Our Hearts Were Young and Gay
- First edition
- Author: Cornelia Otis Skinner Emily Kimbrough
- Publisher: Dodd, Mead & Co.
- Publication date: 1942
- Pages: 247 pp.
- OCLC: 287927

= Our Hearts Were Young and Gay =

1942 book by Cornelia Otis Skinner and Emily Kimbrough

Our Hearts Were Young and Gay is a book by actress Cornelia Otis Skinner and journalist Emily Kimbrough, published in 1942. The book presents a description of their European tour in the 1920s, when they were fresh out of college from Bryn Mawr. Skinner wrote of Kimbrough, "To know Emily is to enhance one's days with gaiety, charm and occasional terror". The book was popular with readers, spending five weeks atop the New York Times Non-Fiction Best Seller list in the winter of 1943.

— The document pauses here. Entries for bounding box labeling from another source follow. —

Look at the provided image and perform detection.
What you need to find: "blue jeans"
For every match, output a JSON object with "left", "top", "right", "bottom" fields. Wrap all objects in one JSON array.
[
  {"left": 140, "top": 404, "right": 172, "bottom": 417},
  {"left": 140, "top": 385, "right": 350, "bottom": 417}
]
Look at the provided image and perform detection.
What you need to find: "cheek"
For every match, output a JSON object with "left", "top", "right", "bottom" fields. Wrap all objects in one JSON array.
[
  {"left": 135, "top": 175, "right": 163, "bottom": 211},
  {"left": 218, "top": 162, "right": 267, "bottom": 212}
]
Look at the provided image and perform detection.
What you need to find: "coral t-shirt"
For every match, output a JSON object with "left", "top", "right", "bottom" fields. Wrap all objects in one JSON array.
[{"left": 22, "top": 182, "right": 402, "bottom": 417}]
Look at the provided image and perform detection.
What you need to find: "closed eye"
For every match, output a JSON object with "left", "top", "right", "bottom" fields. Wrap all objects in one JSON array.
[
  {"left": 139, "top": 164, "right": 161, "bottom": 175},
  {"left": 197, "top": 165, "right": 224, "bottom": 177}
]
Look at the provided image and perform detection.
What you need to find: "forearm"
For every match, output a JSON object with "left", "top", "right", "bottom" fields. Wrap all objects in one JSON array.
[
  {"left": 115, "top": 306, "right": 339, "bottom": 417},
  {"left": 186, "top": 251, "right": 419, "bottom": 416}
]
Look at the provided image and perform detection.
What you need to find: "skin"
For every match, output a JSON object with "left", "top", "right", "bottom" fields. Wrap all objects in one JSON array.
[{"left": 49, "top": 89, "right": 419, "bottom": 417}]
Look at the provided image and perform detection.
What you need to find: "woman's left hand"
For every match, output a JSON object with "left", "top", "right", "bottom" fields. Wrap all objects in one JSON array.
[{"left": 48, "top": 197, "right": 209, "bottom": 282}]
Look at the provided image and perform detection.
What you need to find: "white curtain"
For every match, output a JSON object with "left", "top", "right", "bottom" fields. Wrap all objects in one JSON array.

The book was made into a motion picture in 1944, and in 1946 it was dramatized as a 3-act comedy play by Jean Kerr. In 1950 the book served as the basis for a CBS television comedy series. The series initially had the same name as the book, but after two weeks it was retitled The Girls. In 1960 a 2-act musical comedy version of the book was created.

During the Second World War, Hugh Trevor-Roper discovered that this book was used as a codebook by German intelligence.

In the movie “Sands of Iwo Jima”(1949). The book was in the pocket of a young soldier (played by Martin Milner) that was shot and killed on the beach.